Presentation of gas-phase-reactant-accessible single-rhodium-atom catalysts for CO oxidation, via MOF confinement of an Anderson polyoxometalate†
Abstract
Geometric or electronic confinement of guests within nanoporous hosts holds promise for imparting catalytic functionality, including single-metal-atom catalytic functionality, to existing materials. When the nanoporous host is a metal–organic framework (MOF), single-metal-ion catalysts have typically been installed by grafting to an open site on an inorganic node, with the node effectively becoming the support for the catalyst. This approach, however, imposes compositional constraints, as the node not only needs to be receptive to grafting, but also must be capable of stabilizing the framework against solvent evacuation, chemical exposure, and heating. Here, we show that disk-like, Anderson polyoxometalate clusters (RhMo6O24n− and Mo7O24m−; POMs) can be confined in pore-specific and orientation-specific fashion within the hierarchically porous, Zr(IV)-based MOF, NU1K. Self-limiting loading of one cluster per pore, and associated nano-confinement, serve to isolate each POM and prevent consolidation caused by sintering. Additionally, the oriented confinement serves to expose individual rhodium atoms to candidate gas-phase reactants, while enabling the rhodium atom to employ a well-defined oxy-molybdenum cluster, rather than a MOF node, as a support. Synchrotron-based difference-electron-density maps and differential pair-distribution-function analyses of scattered X-rays establish cluster siting and orientation and confirm isolation.
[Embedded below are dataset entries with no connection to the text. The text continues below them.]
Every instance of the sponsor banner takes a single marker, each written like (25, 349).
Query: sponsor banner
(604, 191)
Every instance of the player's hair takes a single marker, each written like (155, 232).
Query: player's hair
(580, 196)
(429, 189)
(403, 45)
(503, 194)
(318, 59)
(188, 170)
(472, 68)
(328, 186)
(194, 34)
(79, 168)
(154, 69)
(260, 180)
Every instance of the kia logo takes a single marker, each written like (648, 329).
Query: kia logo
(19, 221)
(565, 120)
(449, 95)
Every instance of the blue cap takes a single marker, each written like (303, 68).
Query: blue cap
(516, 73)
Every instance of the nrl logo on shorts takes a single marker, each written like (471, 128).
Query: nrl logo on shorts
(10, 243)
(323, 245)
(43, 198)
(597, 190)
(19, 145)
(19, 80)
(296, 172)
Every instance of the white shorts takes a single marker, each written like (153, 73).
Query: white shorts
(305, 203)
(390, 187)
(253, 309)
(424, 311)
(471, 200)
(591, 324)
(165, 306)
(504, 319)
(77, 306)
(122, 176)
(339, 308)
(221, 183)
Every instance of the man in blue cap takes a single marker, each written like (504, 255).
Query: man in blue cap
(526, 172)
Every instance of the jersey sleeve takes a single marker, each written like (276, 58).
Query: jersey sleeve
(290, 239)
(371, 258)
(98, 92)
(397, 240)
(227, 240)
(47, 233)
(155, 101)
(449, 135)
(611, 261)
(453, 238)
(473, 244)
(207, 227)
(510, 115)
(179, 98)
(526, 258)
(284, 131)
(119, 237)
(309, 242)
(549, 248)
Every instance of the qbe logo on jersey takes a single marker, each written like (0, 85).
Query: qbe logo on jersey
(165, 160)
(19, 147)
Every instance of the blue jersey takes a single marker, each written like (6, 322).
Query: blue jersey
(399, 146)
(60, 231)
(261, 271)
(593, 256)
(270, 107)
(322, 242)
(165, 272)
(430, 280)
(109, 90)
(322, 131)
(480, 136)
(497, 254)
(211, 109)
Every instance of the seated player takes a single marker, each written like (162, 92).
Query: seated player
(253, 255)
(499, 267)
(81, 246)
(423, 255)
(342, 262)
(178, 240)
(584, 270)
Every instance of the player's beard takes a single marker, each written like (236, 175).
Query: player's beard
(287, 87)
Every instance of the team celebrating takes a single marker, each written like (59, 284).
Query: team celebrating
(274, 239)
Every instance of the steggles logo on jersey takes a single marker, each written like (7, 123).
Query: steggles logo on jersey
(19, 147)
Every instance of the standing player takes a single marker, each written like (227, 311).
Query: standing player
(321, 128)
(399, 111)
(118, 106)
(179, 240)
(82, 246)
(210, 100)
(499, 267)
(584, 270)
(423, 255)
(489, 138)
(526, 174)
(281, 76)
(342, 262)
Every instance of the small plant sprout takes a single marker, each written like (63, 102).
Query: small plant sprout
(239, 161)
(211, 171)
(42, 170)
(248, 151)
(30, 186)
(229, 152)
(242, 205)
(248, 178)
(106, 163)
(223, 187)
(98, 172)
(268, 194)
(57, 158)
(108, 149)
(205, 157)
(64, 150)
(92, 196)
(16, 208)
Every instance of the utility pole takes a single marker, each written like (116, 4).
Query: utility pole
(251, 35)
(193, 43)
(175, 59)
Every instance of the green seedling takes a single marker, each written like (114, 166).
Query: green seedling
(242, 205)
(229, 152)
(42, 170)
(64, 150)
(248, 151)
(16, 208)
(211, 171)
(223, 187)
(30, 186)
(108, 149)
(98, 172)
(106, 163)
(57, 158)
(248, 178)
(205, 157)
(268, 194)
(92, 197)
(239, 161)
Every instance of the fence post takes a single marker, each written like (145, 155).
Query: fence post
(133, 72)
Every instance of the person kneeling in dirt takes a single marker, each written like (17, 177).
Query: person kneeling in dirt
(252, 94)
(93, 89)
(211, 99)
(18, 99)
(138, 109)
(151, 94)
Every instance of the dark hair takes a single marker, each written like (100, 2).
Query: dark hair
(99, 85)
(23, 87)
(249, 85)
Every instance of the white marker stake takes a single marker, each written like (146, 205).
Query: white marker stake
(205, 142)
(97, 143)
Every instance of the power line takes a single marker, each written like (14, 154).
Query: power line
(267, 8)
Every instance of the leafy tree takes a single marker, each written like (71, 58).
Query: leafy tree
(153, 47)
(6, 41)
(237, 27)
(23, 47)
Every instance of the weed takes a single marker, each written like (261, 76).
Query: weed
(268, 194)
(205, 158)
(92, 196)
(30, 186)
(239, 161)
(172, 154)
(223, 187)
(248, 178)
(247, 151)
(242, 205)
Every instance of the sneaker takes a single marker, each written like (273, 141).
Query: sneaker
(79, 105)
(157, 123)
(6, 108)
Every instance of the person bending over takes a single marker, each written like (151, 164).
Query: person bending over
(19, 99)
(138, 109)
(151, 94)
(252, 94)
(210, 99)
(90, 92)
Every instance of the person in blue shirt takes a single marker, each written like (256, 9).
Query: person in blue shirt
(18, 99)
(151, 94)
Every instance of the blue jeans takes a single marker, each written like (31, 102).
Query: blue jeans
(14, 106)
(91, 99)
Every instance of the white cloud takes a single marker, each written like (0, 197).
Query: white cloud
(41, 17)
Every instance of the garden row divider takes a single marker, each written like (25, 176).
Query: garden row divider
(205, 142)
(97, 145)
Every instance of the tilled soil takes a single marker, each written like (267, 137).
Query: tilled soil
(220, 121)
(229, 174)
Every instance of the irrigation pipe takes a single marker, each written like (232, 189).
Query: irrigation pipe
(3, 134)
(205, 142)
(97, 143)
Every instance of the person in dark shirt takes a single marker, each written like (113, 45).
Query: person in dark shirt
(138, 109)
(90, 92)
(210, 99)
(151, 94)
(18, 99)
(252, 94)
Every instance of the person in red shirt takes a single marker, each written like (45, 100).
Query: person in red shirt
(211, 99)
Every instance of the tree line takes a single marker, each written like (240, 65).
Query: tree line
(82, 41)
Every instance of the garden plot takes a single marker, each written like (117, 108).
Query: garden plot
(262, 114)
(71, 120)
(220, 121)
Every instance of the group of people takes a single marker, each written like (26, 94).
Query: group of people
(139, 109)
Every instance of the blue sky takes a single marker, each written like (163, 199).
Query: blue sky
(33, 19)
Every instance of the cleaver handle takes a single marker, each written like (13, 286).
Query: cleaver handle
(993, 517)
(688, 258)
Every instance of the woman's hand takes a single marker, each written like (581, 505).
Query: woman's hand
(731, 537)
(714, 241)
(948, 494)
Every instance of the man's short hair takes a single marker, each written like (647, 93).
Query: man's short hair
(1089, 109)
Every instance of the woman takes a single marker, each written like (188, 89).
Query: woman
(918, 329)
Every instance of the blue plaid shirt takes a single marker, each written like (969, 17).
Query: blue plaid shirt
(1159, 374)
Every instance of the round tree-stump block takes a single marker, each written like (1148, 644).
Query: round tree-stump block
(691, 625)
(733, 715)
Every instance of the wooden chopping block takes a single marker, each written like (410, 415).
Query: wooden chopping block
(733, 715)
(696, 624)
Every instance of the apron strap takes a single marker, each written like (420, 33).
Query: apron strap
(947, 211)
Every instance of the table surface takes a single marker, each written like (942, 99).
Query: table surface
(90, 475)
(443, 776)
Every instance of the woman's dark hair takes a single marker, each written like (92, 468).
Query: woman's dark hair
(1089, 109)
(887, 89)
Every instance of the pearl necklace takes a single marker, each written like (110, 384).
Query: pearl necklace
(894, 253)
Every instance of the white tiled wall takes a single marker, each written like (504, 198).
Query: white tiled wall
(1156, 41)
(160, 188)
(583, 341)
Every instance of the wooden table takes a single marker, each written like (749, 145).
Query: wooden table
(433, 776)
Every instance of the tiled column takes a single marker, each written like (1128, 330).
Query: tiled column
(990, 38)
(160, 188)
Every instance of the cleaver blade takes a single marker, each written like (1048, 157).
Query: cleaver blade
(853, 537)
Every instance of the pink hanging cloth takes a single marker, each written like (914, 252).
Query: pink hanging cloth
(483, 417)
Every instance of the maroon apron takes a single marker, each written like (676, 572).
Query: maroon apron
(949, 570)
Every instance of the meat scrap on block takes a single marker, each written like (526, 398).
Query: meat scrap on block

Nanoconfined (i.e., MOF- and POM-confined) single-rhodium(III)-atoms are catalytically competent for an illustrative gas-phase reaction, CO oxidation by O2, with the MOF-isolated POM enormously outperforming nonporous, MOF-free, solid (NH4)3[H6RhMo6O24]·6H2O. This work highlights the value of MOF-based nano-confinement and oriented isolation of planar POMs as a means of uniformly presenting and stabilizing potent single-metal-atom catalysts, in reactant-accessible form, on well-defined supports.